Alors, théoriquement, l’article qui suit ne pourrait pas réellement entrer dans la sacro-sainte catégorie des « critiques de film », des rétrospectives ou même des comptes-rendus de festivals. (D’ailleurs, Unimix vous emmènera au FIFF cette année, ne ratez pas ça !)

Pourquoi ? Et bien parce que flûte ! Et aussi parce que, faute de pouvoir m’amuser en visionnant des nouvelles productions ou des classiques dans les salles obscures, j’ai recommencé à me nourrir visuellement et émotionnellement de dessins animés. (Paie ta déprime.)

C’est enfantin, peu développé intellectuellement, mais ça fait drôlement du bien.

Mesdames, Messieurs, voici une déclaration d’amour non sponsorisée à TFOU, CanalJ et Mabulle.

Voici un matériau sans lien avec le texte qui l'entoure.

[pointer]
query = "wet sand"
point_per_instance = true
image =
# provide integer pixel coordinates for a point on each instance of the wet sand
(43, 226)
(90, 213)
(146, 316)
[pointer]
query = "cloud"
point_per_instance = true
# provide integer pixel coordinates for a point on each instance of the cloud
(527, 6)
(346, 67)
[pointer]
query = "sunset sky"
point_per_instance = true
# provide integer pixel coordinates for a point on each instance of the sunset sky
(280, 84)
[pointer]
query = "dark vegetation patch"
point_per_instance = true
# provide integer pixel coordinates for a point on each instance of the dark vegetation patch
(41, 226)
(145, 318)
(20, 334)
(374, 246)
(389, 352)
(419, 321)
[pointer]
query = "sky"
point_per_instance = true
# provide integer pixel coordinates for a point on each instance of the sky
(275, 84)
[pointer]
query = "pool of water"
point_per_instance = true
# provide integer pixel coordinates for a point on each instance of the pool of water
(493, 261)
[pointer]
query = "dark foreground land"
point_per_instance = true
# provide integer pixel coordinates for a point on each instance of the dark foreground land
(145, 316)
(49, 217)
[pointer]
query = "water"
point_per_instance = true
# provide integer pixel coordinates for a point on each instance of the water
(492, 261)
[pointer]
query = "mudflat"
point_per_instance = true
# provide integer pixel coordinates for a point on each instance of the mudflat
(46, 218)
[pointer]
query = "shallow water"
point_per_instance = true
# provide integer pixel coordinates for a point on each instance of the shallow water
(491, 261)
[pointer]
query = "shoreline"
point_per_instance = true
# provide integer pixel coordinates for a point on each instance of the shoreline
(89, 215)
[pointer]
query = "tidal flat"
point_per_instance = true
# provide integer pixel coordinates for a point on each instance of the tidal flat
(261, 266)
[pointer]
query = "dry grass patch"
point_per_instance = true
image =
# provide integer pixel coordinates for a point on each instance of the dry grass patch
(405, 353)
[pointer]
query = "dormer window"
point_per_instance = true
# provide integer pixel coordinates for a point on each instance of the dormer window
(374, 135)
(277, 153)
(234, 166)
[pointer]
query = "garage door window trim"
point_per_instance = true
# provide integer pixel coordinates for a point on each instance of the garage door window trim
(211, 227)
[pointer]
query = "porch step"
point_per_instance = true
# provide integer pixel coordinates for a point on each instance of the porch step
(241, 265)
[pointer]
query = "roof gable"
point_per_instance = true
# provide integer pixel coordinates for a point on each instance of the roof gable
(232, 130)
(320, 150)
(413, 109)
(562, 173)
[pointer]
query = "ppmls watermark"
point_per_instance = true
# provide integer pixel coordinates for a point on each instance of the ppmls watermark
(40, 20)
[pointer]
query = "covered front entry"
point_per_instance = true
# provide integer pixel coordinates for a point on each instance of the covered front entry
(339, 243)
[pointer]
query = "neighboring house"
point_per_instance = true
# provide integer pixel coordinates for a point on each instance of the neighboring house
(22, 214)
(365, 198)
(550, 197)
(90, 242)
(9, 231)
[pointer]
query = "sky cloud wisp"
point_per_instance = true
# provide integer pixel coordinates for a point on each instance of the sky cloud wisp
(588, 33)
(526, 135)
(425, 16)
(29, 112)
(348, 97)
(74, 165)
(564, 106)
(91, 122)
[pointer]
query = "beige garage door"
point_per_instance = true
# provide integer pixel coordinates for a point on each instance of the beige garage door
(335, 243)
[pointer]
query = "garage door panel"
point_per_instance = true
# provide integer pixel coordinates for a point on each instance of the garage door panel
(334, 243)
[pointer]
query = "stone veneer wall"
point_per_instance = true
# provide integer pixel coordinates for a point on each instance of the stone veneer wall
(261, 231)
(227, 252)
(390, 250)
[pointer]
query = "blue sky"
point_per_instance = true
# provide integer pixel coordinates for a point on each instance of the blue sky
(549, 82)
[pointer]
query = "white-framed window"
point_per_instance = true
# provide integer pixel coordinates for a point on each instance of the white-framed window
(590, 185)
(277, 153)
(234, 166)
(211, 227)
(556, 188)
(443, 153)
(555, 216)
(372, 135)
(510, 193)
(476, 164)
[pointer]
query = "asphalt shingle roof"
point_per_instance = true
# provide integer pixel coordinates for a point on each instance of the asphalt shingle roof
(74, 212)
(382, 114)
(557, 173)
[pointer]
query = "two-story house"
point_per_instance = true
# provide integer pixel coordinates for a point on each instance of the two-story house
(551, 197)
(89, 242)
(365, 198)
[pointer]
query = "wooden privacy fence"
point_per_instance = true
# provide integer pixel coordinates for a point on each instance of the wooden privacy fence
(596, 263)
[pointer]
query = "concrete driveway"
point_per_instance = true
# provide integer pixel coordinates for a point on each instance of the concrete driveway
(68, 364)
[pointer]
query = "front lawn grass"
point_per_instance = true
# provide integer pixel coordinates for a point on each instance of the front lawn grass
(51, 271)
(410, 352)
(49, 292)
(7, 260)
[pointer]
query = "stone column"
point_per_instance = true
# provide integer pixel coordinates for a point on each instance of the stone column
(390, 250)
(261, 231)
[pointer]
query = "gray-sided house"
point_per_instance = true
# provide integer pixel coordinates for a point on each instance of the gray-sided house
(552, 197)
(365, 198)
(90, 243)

Les dessins animés de notre enfance : ces génériques inoubliables

On peut reprocher bien des choses aux génériques : trop longs, trop courts, entêtants ou au contraire, passablement moyens. Généralement, ils sont assez marquants, histoire que nos esprits ne puissent plus qu’assimiler une telle chanson à un tel film. On tente de donner une ambiance à ces sonorités qui devront alors nous laisser imaginer tendrement ce de quoi sera fait le film. Sincèrement, qui ne ressent pas un frisson en entendant un piano jouer ces quelques notes qui nous emmènent instantanément à Poudlard ? Ou n’assimile pas Hans Zimmerman à un gladiateur surprotéiné dans une arène en images de synthèse ? (Note qu’en vrai iels n’ont pas utilisé de fond vert pour le film.)

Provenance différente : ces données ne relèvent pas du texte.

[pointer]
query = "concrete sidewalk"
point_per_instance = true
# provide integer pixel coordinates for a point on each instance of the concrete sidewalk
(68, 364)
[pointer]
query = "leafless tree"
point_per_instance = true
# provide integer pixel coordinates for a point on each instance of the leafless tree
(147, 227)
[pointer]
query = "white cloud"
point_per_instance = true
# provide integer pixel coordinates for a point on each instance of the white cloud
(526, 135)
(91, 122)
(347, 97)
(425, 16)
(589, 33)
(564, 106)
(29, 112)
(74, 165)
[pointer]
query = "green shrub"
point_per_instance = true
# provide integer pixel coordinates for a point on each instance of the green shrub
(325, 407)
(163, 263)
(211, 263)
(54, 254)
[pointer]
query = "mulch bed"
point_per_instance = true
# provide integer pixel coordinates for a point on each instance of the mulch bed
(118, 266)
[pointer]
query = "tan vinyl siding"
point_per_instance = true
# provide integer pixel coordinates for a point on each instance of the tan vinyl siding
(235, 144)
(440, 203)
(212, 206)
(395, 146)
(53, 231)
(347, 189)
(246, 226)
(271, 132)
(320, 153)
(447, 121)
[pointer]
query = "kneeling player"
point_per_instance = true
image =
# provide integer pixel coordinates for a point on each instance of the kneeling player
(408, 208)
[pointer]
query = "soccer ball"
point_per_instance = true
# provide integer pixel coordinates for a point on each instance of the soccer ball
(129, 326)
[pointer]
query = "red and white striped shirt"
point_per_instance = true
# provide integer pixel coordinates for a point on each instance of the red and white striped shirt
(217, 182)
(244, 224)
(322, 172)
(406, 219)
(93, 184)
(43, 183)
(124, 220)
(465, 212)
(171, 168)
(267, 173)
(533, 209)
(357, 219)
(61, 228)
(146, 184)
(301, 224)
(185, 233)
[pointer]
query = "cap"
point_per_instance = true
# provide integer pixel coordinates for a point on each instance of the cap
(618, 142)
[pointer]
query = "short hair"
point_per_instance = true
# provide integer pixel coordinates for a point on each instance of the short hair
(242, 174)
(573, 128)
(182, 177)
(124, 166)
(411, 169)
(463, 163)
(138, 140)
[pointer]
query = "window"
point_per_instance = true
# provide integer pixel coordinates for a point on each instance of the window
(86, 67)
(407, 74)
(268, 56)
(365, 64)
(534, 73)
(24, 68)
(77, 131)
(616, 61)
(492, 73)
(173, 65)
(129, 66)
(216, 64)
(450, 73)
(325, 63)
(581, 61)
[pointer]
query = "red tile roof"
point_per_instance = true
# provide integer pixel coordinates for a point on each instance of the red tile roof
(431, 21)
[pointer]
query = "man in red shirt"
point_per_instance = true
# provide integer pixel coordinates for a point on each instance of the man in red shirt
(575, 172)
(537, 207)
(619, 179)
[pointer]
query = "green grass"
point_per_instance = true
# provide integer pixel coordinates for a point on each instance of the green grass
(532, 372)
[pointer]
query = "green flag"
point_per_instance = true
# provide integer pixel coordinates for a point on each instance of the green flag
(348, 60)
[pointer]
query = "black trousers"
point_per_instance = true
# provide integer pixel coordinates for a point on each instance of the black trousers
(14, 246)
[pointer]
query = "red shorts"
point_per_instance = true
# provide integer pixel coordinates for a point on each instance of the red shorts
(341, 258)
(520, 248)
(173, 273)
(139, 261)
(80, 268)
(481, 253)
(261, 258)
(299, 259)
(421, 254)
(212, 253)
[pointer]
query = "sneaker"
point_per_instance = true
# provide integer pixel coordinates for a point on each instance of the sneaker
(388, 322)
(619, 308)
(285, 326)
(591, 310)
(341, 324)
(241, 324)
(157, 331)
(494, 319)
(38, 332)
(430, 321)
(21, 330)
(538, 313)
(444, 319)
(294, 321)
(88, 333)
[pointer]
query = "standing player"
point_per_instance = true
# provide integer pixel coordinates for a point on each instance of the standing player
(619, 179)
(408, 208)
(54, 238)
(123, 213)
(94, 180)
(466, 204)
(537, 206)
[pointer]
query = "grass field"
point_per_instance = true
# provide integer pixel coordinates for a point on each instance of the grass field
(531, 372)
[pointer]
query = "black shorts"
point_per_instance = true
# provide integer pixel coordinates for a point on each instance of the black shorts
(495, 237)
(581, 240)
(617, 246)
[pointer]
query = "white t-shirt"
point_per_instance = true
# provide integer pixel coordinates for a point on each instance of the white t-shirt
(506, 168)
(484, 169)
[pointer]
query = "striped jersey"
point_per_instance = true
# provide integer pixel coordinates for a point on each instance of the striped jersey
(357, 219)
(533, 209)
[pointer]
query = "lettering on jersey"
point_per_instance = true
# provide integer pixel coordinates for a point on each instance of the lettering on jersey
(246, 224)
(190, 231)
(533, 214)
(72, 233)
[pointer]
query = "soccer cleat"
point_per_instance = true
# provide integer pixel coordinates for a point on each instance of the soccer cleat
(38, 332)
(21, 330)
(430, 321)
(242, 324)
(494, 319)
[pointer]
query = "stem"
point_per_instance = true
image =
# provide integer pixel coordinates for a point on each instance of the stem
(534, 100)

On a toustes vibré.e.s au moins une fois, et on vous voit, les fanatiques du Seigneur des Anneaux qui partent dans un délire quasi mystique sur May it be d’Enya.

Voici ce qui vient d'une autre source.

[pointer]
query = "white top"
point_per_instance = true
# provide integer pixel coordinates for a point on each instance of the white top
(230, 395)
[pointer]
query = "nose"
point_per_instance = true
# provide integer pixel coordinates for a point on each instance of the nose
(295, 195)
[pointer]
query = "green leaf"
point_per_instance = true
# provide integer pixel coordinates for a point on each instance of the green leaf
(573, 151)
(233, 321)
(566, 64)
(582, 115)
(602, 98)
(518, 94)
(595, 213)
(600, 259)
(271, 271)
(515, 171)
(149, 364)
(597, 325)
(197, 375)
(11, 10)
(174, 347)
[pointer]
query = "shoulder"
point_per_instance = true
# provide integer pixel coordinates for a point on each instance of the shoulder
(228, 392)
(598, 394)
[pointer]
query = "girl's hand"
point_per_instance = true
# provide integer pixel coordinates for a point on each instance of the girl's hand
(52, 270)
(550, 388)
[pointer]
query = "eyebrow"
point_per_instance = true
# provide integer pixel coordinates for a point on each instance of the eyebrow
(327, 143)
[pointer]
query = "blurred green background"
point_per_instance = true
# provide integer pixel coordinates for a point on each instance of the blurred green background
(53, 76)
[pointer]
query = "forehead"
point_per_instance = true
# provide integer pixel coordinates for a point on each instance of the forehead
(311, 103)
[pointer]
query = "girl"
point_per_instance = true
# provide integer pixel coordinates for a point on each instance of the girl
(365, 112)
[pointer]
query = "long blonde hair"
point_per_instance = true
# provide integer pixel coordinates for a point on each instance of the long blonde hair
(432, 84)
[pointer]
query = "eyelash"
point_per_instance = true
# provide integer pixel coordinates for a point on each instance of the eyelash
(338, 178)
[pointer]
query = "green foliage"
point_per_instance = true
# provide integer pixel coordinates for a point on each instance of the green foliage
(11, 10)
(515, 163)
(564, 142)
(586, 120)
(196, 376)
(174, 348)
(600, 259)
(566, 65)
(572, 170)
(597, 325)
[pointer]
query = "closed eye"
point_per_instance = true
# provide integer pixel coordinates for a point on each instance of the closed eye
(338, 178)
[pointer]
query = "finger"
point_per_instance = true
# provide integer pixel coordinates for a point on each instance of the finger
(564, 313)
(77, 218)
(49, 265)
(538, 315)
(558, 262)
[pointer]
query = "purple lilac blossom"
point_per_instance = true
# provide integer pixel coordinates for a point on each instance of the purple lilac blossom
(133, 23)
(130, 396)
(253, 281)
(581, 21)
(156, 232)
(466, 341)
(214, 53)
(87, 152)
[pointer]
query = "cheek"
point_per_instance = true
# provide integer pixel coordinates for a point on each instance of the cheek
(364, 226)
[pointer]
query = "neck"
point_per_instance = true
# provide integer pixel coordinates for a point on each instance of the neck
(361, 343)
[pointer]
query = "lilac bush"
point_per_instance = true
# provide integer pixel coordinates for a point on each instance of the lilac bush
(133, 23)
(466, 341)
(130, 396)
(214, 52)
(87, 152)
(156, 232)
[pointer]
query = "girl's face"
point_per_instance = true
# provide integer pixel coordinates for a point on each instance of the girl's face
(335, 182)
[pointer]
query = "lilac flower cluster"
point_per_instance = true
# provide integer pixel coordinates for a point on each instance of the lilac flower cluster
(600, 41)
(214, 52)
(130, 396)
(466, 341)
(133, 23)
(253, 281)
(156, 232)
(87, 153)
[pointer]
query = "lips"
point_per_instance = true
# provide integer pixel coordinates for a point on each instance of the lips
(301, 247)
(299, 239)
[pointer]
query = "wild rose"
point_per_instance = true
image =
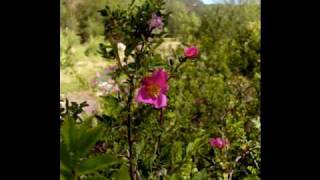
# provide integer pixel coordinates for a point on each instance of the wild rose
(191, 52)
(155, 22)
(218, 142)
(153, 89)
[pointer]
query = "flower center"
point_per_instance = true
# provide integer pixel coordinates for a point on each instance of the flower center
(153, 91)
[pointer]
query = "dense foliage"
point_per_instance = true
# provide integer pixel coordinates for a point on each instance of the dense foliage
(210, 127)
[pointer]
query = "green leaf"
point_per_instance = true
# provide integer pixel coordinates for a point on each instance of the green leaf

S’il est admis de chantonner (ou plutôt massacrer — le commun des mortels étant plutôt de ce côté-là du lyrisme) Skyfall d’Adele, siffloter paisiblement qu’un jour vous serez le.a meilleur.e dresseur.euse de Pokémon vous fera passer, au mieux, pour un.e grand.e gamin.e, au pire, pour une personne potentiellement échapper d’Arkham.

Accepter que nous ayons tous et toutes gardé en nos mémoires un vague souvenir de ces musiques, c’est approuver que d’une certaine manière elles nous ont marqué.e.s. Un jour, l’enfant que nous étions s’est imaginé.e battant la campagne avec un cheptel de Carapuce ; et vous savez quoi ? C’est très bien !

Ces petites chansons de notre jeunesse nous trottent facilement dans la tête — elles débarquent d’ailleurs souvent sans crier gare (pendant un entretien d’embauche ou un cours de marketing) — et nous devons leur accorder un certain sens du rythme passablement captivant pour des marmots.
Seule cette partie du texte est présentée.